If you can follow only one bit of data, follow the earnings (assuming the company in question has earnings). I subscribe to the crusty notion that sooner or later earnings make or break an investment in equities. What the stock price does today, tomorrow or next week is only a distraction. – Peter Lynch
Investors were treated to some great news on Monday when Pfizer and BioNTech announced that their coronavirus vaccine was more than 90% effective in preventing Covid-19 and the stock market soared. The Dow Jones Industrial Average ended the day more than 800 points higher and was up more than 4% for the week. The S&P 500 Index closed at an all-time high while the Nasdaq Composite Index was down slightly as investors rotated out of technology stocks into cyclical stocks that would benefit more from an improving economy. Small cap stocks also jumped as the Russell 2000 Index closed at a record high. Scientists had been hoping for a vaccine that was at least 75% effective so the news could be a game-changer in ending the global health crisis. The timing of the announcement was propitious, too, as infection rates continue to soar, hospitalizations are rising and economies are still struggling to reopen. The vaccine would be available for limited use as early as late December and widely available by the third quarter of 2021. The companies had reached a nearly $2 billion agreement in July to supply 100 million doses to the U.S. government as part of President Trump’s administration Operation Warp Speed. Pfizer and BioNTech will produce up to 50 million does in 2020 and up to 1.3 billion does in 2021. The announcement sparked a shift from so-called stay-at-home stocks in the technology sector to more economically sensitive sectors of the market such as consumer cyclicals, industrials, energy and financials. Travel, restaurant and hospitality companies saw the biggest rallies as investors bought into the idea that value stocks might finally be poised to outperform growth stocks. But even with the positive vaccine news, Federal Reserve Chairman Jerome Powell warned last week that the U.S. economic outlook remains highly uncertain as the virus continues to spread. Not since the onset of the virus back in March has the number of positive cases been this high, a stark reminder that we are not out of the woods yet.
Both the producer price index (PPI) and the consumer price index (CPI) in October were muted as the core PPI that excludes food and energy edged up slightly while the core CPI was unchanged. For the year through the month of October, the core CPI has risen only 1.6%, below the Federal Reserve’s target rate of inflation of 2%. The preliminary University of Michigan consumer sentiment index for November was less than expected and down from the October reading as coronavirus cases surged, weighing on the economic outlook.
For the week, the Dow Jones Industrial Average rose 4.1% to 29,479 while the S&P 500 Index added 2.2% to close at 3,585. The Nasdaq Composite Index dropped 0.6% to close at 11,829.

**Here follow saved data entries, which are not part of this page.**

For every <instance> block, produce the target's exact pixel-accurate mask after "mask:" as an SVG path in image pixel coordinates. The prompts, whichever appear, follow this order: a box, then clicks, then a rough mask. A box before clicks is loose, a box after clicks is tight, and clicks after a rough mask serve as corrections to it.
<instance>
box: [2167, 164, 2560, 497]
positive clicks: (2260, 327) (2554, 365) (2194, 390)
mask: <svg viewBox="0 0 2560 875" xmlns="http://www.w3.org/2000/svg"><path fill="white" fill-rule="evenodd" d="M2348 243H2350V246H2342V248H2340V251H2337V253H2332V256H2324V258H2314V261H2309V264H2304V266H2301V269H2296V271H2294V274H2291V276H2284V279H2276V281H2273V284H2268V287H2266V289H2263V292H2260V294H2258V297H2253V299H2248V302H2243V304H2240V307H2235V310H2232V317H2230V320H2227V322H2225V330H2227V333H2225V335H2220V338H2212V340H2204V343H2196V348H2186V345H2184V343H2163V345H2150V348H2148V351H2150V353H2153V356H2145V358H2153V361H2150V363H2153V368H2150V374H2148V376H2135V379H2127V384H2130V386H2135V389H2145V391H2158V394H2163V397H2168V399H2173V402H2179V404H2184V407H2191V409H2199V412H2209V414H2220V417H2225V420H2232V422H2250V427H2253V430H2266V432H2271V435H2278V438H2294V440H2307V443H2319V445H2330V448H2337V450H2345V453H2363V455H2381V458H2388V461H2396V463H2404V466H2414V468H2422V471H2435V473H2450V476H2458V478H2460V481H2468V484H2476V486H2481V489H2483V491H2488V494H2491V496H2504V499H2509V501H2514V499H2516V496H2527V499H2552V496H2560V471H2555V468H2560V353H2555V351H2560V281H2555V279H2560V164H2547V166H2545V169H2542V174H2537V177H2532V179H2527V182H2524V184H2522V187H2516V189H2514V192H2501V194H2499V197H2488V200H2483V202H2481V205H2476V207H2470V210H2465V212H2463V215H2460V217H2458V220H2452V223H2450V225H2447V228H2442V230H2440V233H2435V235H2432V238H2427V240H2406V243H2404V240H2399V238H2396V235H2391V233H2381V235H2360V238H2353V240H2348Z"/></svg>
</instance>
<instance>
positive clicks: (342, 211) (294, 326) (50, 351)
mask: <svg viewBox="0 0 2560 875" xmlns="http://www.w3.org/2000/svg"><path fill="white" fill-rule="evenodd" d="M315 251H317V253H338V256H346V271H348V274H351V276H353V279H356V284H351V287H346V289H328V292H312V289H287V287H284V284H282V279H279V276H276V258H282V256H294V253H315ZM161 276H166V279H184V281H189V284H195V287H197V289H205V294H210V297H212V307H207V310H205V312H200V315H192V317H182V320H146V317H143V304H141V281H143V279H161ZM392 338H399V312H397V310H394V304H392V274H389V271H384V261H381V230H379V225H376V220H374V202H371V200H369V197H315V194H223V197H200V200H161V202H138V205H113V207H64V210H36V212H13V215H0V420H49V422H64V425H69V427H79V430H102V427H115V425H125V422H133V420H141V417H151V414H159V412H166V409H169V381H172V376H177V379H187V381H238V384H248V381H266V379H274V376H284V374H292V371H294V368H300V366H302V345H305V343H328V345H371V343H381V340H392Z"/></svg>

Retail sales for October are expected to increase modestly but less than the increase in September. Both October housing starts and existing home sales are forecast to approximate levels in September and confirm a housing market that remains strong. Leading economic indicators for October are expected to increase but less than in the previous month as the pace of growth has slowed.
Retailers will dominate third quarter earnings reports this week with the most notable companies scheduled to report being Home Depot, Lowe’s, Walmart, Target, Macy’s, Kohl’s and TJX Companies. Other prominent companies on the agenda include Palo Alto Networks, Nvidia and Tyson Foods.
The strong performance of the Dow Jones Industrial Average and the decline of the Nasdaq Composite Index last week was a clear signal that investors are rotating out of growth stocks in the technology sector into value stocks that will benefit from an economic recovery. Growth stocks, which typically have higher, more consistent revenue and earnings growth, pay little or no dividends, have demonstrated some competitive advantage and trade at much higher price earnings ratios, have significantly outperformed value stocks since the onset of the pandemic. The information technology and communication services sectors are two such growth sectors that have showed the highest returns. Value stocks, on the other hand, trade much more cheaply and have considerably lower price earnings and price to book value ratios while paying above average dividends. These type of companies usually perform best when the economy is coming out of a recession and economic growth is accelerating. Sectors that are considered value-oriented include the banks and financials, energy and industrials, all of which have lagged the overall market since March. In fact, growth has substantially outperformed value in recent years. With the announcement by Pfizer and BioNTech of an effective coronavirus vaccine last week, investors are counting on stronger global economic growth, which should favor more economically sensitive companies that are considered value plays. However, the wild card in this line of thinking is the virus as the number of Covid-19 cases in the U.S. and Western Europe is spiking at an alarming rate. While a vaccine is certainly positive news, the increased spread of the virus is not and could lead to a weaker than expected economic recovery, weighing again on value stocks.